会社では営業部門がまともに機能していませんでした。私はシステムエンジニアとして入社しましたが、営業もさせてほしいと訴え、会社の立て直しに奔走しました。業績が回復するのに3年かかりましたが、そこからは右肩上がりに伸びていきました。経営が安定し始めたころ、若い社員を数人雇ったものの全員に辞められてしまったことがあります。私が厳しすぎたことが原因でした。先回りして「そのやり方じゃ失敗するぞ」としかっても、人は成長しません。自分のコピーを作ろうとしてはだめなのだと痛感しましたね。苦い経験でしたが、今は「俺の時代はこうだった」「なぜおまえにはできないんだ」というような押し付けはせず、どうすればうまくいくかを社員と一緒に考えるようになりました。お互いの意思を尊重し、話し合うことを何よりも大切にしています。これは相手が社員でもお客様でも家族、友人、恋人でも同じです。
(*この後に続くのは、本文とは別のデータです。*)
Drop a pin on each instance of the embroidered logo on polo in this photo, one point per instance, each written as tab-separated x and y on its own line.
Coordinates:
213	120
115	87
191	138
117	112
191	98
社長に就任したのは2017年、46歳の時です。入社したころに比べると、仕事のしやすさ、風通しの良さを感じられるようになったと思います。会社で働く時間は一日の大半を占めるので、その時間が楽しくない、充実していないというのは人生の半分をどぶに捨てているようなもの。できるだけ楽しい時間にしたいですし、それが結果的に会社の利益にもつながると思っています。今年から企業主導型の保育園事業もスタートし、女性が安心して長く働ける環境づくりにも注力しているところです。大手企業は生産性を上げるためにものづくりの拠点を海外に移していますが、今こそ私たち中小企業の腕の見せどころです。小ロット多品種を追及し、町工場でカッコいいものを作れることを示して、国内のものづくりに元気を取り戻したいですね。そうやって世の中の役に立つ会社になれば、100億企円企業も夢ではありません。
幸せでなければ、あなたのポテンシャルを発揮することはできません。自分が幸せであれば、人に幸せを与えることができますし、仕事のクオリティも格段に上がるはずです。ネガティブな気分の時は、楽しそうな人、幸せそうな人と会って幸せを分けてもらいましょう。自分ファーストで、自分が幸せになることを心がけながら、人生を楽しんでください。